Drought Threatens Major Rivers in the U.S. and Europe

A barge on the Danube in normal river conditions (MBell1975 / CC BY SA 2.0)

Published Jul 29, 2022 7:27 PM by Brian Gicheru Kinyua

For the past two weeks, mainstream media headlines have been awash with news of sweltering temperatures ravaging Europe and parts of North America. At least one segment – the recent record-setting heatwave in the UK – was made 10 times more likely due to climate change, according to the well-regarded World Weather Attribution group.

Quite noteworthy is the declining water level of major rivers, lakes and inland seas across the globe. These water bodies are a link to power, transportation, shipping and recreational activities for millions of people.

The Colorado River drought in the US is a classic case of falling dominoes in a country’s inland water system. Albeit overuse of the Colorado River basin is among several factors leading to its decline, climate change has exacerbated the situation. As the atmosphere becomes warmer, the Rocky Mountain snowpack that feeds the river is diminishing over time. Less water flow in the Colorado River basin means the $1.4 trillion economy it drives is in perils.

Lake Mead and Lake Powell, the two largest water reservoirs in USA, are supported by the Colorado River basin and have shrunk to record lows. Their combined storage has declined from 95 percent full in 2000 to approximately 25 percent full this year.

Last year, Boulder Harbor ramp, a major marina on the western shores of Lake Mead, had to close down. At the time, the channel depth was about two and a half feet deep - too low to provide safe lake access.

The Colorado River once flowed across the U.S border into Mexico, emptying into the Sea of Cortez. With the river barely passing the border, a once thriving marine ecosystem of the region’s delta is vanishing.

Across the Atlantic, the Danube, Europe’s second largest river, has also started showing signs of decline. The Danube’s lower reaches, which straddle Romania, have seen a significant water level drop.

Romania is a major grains and sunflower exporter in EU with part of its farms depending on Danube River basin for irrigation. The government has already warned that this year it could export much less corn after drought battered harvests. Water storage have been an issue, with levels about half of the multiyear average this year.

Besides agriculture, Danube’s low water levels in Romania also put at risk the river’s transportation and the output of the power plant along the river basin.

Meanwhile, the Rhine River has also been affected by the changing climatic regime. As one of Europe’s important inland waterways, its current low water levels is disconcerting, specifically in Germany.

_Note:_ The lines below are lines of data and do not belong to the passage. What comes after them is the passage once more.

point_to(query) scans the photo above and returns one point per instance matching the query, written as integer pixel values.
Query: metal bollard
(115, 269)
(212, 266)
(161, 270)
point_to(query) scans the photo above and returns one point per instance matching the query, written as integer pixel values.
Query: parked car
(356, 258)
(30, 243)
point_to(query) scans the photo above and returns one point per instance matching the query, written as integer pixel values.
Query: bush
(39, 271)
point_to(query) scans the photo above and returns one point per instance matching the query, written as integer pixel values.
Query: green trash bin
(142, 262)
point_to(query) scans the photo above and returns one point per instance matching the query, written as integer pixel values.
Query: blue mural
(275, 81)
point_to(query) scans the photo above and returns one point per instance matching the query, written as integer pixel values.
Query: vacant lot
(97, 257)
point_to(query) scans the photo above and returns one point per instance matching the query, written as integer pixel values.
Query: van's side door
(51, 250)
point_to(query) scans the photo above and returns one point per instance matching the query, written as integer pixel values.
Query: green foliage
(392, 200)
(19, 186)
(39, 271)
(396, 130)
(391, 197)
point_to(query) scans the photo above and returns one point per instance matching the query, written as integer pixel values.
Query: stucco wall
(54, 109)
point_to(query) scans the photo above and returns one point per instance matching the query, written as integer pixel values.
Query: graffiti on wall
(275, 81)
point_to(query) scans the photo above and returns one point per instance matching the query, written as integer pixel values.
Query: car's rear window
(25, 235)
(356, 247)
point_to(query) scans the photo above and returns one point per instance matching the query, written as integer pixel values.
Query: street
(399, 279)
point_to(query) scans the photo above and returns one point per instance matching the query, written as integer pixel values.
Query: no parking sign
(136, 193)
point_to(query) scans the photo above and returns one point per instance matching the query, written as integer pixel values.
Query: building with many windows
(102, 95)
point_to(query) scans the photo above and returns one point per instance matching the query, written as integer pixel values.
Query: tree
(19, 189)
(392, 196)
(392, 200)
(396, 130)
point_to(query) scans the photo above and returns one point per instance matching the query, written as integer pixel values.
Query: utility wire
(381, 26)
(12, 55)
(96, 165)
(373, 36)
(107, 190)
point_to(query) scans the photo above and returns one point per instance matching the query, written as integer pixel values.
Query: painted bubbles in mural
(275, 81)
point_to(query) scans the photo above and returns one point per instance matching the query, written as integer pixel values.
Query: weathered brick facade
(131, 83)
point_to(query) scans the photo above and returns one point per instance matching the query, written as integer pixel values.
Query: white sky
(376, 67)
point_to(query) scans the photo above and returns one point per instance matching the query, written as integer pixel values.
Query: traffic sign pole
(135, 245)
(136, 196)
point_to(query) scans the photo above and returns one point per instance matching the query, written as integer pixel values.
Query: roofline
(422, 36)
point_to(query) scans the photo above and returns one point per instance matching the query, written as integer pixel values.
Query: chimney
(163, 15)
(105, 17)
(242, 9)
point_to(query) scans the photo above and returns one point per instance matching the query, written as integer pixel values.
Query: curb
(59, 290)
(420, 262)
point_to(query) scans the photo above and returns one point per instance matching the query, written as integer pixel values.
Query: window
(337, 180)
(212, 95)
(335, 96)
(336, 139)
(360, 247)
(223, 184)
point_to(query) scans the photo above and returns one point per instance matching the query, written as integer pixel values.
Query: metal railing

“The Rhine is a crucial inland waterway, on which goods are shipped to and from the industrial heartlands of southern and western Germany. Low water levels mean that river barges will have to travel with  reduced freight to limit their draft or even cease operating altogether,” Salomon Fiedler, an economist at Berenberg Bank, said in a note last week.

Recently, the water levels at Kaub, a key chokepoint for water-borne freight, stood at 71 centimeters (cm) - below the 78 cm level recommended benchmark for navigation.

Data from the Federal Institute for Hydrology in Germany shows that the water levels are likely to decline even further in coming weeks and stay below the benchmark for the foreseeable future. A normal water level at Kaub’s measuring station is usually around 200 cm.

Approximately 80 percent of Europe’s inland waterway freight transport relies on the Rhine River. It passes through major cities and ports like Cologne, Dusseldorf, Rotterdam and Basel.

In Germany, it is crucial for transporting agricultural products, coal, oil and chemicals. In the past, Germany’s manufacturing has been severely affected when the water levels on the river declined.